El operativo de búsqueda se desplegó en la zona montañosa hasta que llegó la noticia que nadie quería recibir. El cuerpo de Francisco de Paula Expósito fue encontrado sin vida. La desaparición quedaba cerrada en su peor forma, con el hallazgo de un joven que había salido a cumplir una meta personal y cuya última comunicación había sido un mensaje cotidiano, de esos que una familia relee después buscando una señal que antes no podía ver.
El Ayuntamiento de Andújar confirmó el desenlace y habló de un accidente ocurrido en Grecia. La ciudad recibió la noticia con una tristeza que iba más allá de una nota institucional. Francisco era recordado como una persona querida, y su muerte golpeó a familiares, amigos y vecinos que habían seguido la búsqueda desde lejos. En casos así, el mapa se parte en dos: una montaña extranjera por un lado, y una ciudad entera esperando por otro.
También hubo palabras de apoyo para la familia, que de golpe tuvo que enfrentarse no solo a la pérdida, sino a la dureza de una muerte ocurrida lejos de casa. Cuando una desaparición sucede fuera del país, cada trámite, cada llamada y cada espera se vuelve más pesada. La incertidumbre inicial deja paso al duelo, pero no borra las horas en las que todos imaginaron escenarios distintos mientras aguardaban una noticia desde el Olimpo.
La historia de Francisco tiene un detalle que se queda clavado: la recomendación de no continuar. Aquella pareja alemana con la que coincidió durante parte de la ruta le advirtió por el mal tiempo. Él decidió seguir. No hay que convertir ese gesto en juicio fácil; la montaña muchas veces mezcla ilusión, experiencia, cansancio y deseo de llegar. Lo que queda es una decisión tomada en altura, en un entorno donde el clima puede cambiar el sentido de cualquier paso.
El Mytikas, la cima hacia la que se dirigía, no es solo un nombre turístico. Es el punto más alto de Grecia y una ruta que exige respeto, especialmente cuando el tiempo se vuelve adverso. Para Francisco, aquel ascenso parecía representar un objetivo personal. Para quienes lo esperaban, terminó siendo una línea imposible de seguir completa: refugio, mensaje, foto, tramo entre Skala y Skolio, ausencia en el alojamiento y silencio.
En Andújar, el dolor tomó la forma de una pérdida compartida. La ciudad no pudo acompañarlo físicamente en la montaña, pero sí sostuvo a la familia con mensajes, difusión y preocupación durante los días de búsqueda. Esa reacción colectiva explica por qué su nombre se repitió tanto: no era solo un joven desaparecido en Grecia, era Paco, Francisco, alguien con vínculos, afectos y una vida que quedó detenida a los 25 años.
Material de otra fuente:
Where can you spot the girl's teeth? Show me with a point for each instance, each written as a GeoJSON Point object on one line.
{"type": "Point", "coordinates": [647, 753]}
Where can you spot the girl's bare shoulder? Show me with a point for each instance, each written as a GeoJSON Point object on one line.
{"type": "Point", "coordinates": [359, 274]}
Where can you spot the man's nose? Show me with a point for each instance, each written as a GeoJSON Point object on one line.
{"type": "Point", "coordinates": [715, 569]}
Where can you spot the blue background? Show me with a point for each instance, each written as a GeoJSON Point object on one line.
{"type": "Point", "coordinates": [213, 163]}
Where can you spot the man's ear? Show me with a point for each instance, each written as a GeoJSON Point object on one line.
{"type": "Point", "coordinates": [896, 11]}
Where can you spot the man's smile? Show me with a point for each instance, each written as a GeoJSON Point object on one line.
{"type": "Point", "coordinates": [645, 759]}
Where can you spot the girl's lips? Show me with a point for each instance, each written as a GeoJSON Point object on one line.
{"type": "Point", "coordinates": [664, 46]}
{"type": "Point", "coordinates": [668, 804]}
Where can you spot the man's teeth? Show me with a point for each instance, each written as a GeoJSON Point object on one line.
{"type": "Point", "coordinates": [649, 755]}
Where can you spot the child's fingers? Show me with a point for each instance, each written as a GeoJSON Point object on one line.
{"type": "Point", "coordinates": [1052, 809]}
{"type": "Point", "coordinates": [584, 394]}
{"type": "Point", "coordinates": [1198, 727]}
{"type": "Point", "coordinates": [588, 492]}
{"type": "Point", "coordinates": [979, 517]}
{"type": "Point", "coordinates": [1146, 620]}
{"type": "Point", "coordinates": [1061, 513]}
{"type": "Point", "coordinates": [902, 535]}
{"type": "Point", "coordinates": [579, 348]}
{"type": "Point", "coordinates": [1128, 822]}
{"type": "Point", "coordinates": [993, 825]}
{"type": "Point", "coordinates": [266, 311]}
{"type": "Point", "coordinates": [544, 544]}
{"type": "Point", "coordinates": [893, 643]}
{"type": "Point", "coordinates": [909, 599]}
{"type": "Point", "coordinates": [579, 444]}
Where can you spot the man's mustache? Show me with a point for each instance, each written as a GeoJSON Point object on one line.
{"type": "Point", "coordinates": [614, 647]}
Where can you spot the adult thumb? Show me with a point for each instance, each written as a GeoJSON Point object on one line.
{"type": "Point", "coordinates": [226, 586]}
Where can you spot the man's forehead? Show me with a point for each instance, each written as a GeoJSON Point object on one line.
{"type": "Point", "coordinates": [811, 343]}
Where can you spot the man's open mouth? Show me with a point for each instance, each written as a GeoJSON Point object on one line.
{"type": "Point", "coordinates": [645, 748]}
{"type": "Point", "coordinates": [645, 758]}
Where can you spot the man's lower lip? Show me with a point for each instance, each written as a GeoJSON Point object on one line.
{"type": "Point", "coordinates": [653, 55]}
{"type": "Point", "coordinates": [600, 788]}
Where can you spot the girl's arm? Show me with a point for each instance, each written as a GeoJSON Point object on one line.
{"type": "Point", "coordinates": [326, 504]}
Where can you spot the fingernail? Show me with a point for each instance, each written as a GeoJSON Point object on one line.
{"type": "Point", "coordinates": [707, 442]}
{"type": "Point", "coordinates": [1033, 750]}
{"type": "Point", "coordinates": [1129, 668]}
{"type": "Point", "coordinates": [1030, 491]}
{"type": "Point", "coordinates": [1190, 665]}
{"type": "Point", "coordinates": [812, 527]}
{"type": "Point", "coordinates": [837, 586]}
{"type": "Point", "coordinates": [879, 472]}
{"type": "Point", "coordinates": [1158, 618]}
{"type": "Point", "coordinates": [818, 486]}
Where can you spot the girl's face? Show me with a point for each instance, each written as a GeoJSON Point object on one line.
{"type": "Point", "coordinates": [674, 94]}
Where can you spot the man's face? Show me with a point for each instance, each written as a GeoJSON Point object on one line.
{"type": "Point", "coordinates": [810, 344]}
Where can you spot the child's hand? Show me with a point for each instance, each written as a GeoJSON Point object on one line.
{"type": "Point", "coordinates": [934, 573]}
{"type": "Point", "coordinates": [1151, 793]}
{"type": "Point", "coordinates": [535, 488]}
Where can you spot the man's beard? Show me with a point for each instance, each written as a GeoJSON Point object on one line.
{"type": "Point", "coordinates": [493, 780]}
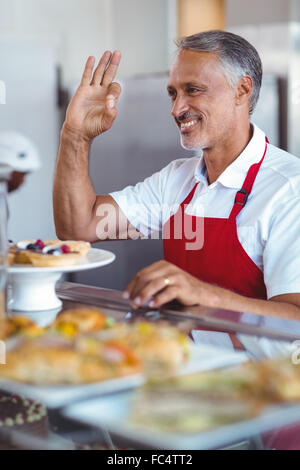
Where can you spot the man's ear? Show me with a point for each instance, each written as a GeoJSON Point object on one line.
{"type": "Point", "coordinates": [244, 90]}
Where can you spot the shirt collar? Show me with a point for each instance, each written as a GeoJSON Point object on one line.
{"type": "Point", "coordinates": [235, 173]}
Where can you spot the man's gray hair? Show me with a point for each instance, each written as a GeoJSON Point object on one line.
{"type": "Point", "coordinates": [237, 56]}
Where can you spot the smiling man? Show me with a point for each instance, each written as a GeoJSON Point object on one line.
{"type": "Point", "coordinates": [249, 190]}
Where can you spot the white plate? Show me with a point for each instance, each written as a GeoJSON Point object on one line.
{"type": "Point", "coordinates": [33, 289]}
{"type": "Point", "coordinates": [201, 358]}
{"type": "Point", "coordinates": [95, 258]}
{"type": "Point", "coordinates": [113, 414]}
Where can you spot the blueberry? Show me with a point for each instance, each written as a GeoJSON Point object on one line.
{"type": "Point", "coordinates": [55, 252]}
{"type": "Point", "coordinates": [33, 247]}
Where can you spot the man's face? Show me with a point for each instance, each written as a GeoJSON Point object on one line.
{"type": "Point", "coordinates": [203, 101]}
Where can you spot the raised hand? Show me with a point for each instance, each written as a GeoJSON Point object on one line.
{"type": "Point", "coordinates": [92, 110]}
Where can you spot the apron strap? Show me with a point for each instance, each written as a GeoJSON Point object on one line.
{"type": "Point", "coordinates": [243, 194]}
{"type": "Point", "coordinates": [189, 196]}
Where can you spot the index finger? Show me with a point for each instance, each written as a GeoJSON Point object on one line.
{"type": "Point", "coordinates": [112, 69]}
{"type": "Point", "coordinates": [88, 70]}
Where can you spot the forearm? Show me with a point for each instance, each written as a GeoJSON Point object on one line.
{"type": "Point", "coordinates": [228, 300]}
{"type": "Point", "coordinates": [73, 193]}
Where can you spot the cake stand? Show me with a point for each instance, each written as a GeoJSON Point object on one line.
{"type": "Point", "coordinates": [33, 289]}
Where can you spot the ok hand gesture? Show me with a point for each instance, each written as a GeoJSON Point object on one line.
{"type": "Point", "coordinates": [92, 110]}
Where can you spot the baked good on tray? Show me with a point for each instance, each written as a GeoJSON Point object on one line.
{"type": "Point", "coordinates": [18, 325]}
{"type": "Point", "coordinates": [53, 359]}
{"type": "Point", "coordinates": [84, 345]}
{"type": "Point", "coordinates": [49, 253]}
{"type": "Point", "coordinates": [206, 400]}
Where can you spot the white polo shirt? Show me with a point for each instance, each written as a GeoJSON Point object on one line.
{"type": "Point", "coordinates": [268, 226]}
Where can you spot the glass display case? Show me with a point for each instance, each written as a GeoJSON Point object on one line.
{"type": "Point", "coordinates": [221, 340]}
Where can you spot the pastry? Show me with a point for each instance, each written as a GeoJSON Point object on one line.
{"type": "Point", "coordinates": [50, 253]}
{"type": "Point", "coordinates": [18, 325]}
{"type": "Point", "coordinates": [53, 359]}
{"type": "Point", "coordinates": [81, 320]}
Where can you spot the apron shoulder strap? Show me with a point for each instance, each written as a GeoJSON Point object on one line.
{"type": "Point", "coordinates": [189, 196]}
{"type": "Point", "coordinates": [243, 194]}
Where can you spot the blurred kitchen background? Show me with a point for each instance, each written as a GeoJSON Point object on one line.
{"type": "Point", "coordinates": [43, 47]}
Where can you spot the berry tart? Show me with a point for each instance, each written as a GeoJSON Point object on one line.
{"type": "Point", "coordinates": [50, 253]}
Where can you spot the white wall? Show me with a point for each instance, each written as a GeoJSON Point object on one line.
{"type": "Point", "coordinates": [241, 12]}
{"type": "Point", "coordinates": [79, 28]}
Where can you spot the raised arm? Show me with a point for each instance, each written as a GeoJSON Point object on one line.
{"type": "Point", "coordinates": [78, 212]}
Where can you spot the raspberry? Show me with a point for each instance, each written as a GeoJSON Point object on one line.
{"type": "Point", "coordinates": [40, 243]}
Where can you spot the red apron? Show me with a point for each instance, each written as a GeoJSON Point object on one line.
{"type": "Point", "coordinates": [222, 260]}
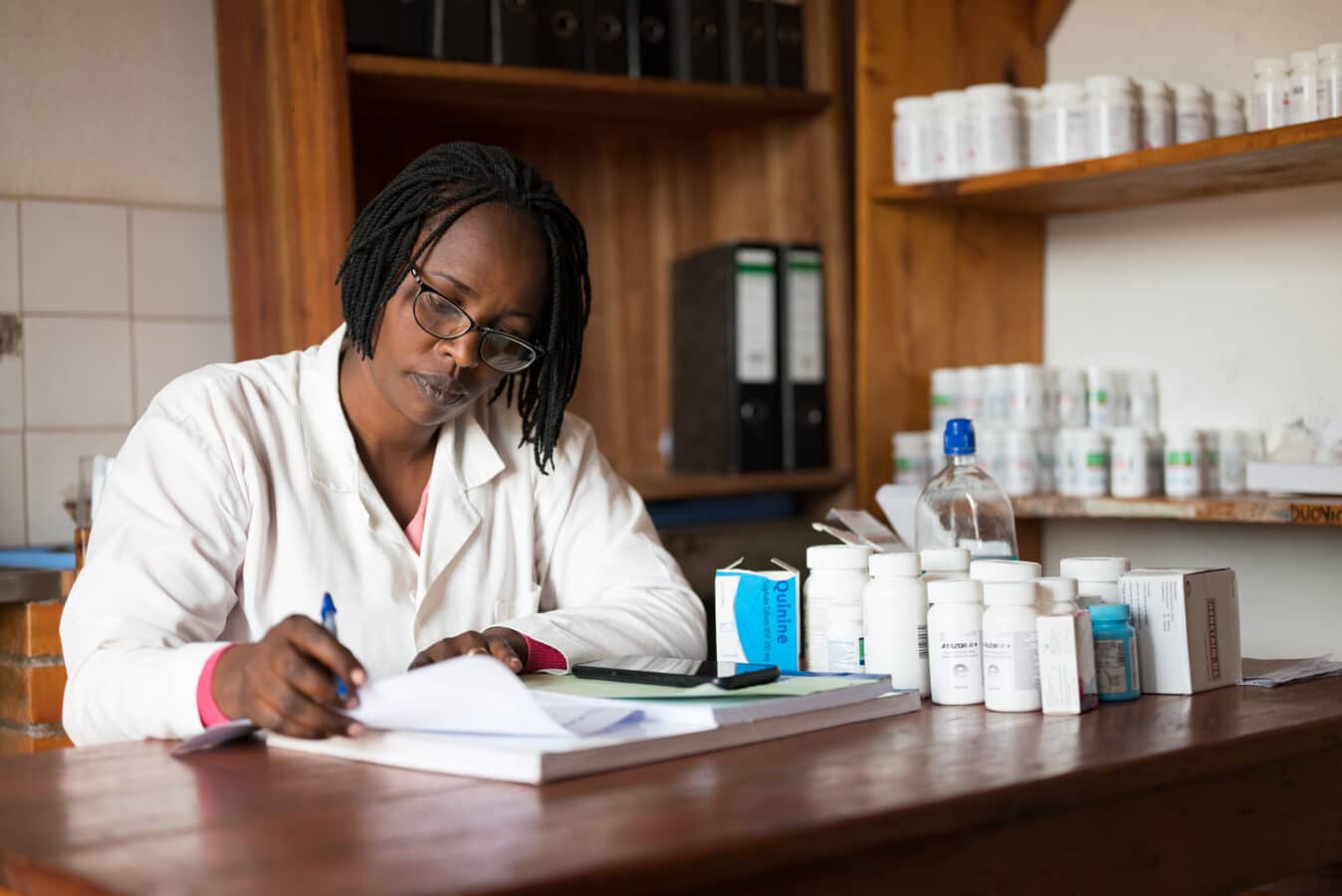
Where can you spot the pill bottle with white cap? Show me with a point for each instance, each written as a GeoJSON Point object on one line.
{"type": "Point", "coordinates": [1010, 647]}
{"type": "Point", "coordinates": [836, 579]}
{"type": "Point", "coordinates": [1096, 577]}
{"type": "Point", "coordinates": [895, 621]}
{"type": "Point", "coordinates": [955, 641]}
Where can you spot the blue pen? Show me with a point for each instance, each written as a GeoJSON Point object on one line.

La muerte en la montaña suele dejar una sensación difícil de ordenar. Hay belleza en el paisaje, pero también una fragilidad que aparece sin aviso. Un viaje pensado como aventura puede girar en cuestión de horas hacia una emergencia. En el caso de Francisco, el contraste es especialmente duro: una ruta hacia un lugar mítico, una fotografía enviada a casa y una familia que terminó esperando noticias de un operativo de búsqueda internacional.
El hallazgo de su cuerpo respondió la pregunta más urgente, pero dejó intacta la herida. La familia ya sabe que no volverá de aquel viaje, y Andújar sabe que uno de sus jóvenes murió lejos, en una montaña que para muchos era solo un nombre de libros y mapas. El caso recuerda que detrás de cada alerta de desaparición hay una cadena de mensajes, reservas, horarios y pequeños incumplimientos que empiezan a mostrar que algo no va bien.
Francisco de Paula Expósito salió hacia el Olimpo con 25 años y una meta por delante. Su último WhatsApp, enviado desde el refugio Spilios Agapitos, quedó como el punto exacto donde la normalidad todavía parecía posible. Después llegaron la habitación vacía, el autobús perdido, el vuelo que no tomó y el operativo que acabó encontrando su cuerpo. Entre Andújar y Grecia queda ahora una historia de juventud, montaña y una despedida que nadie estaba preparado para escribir.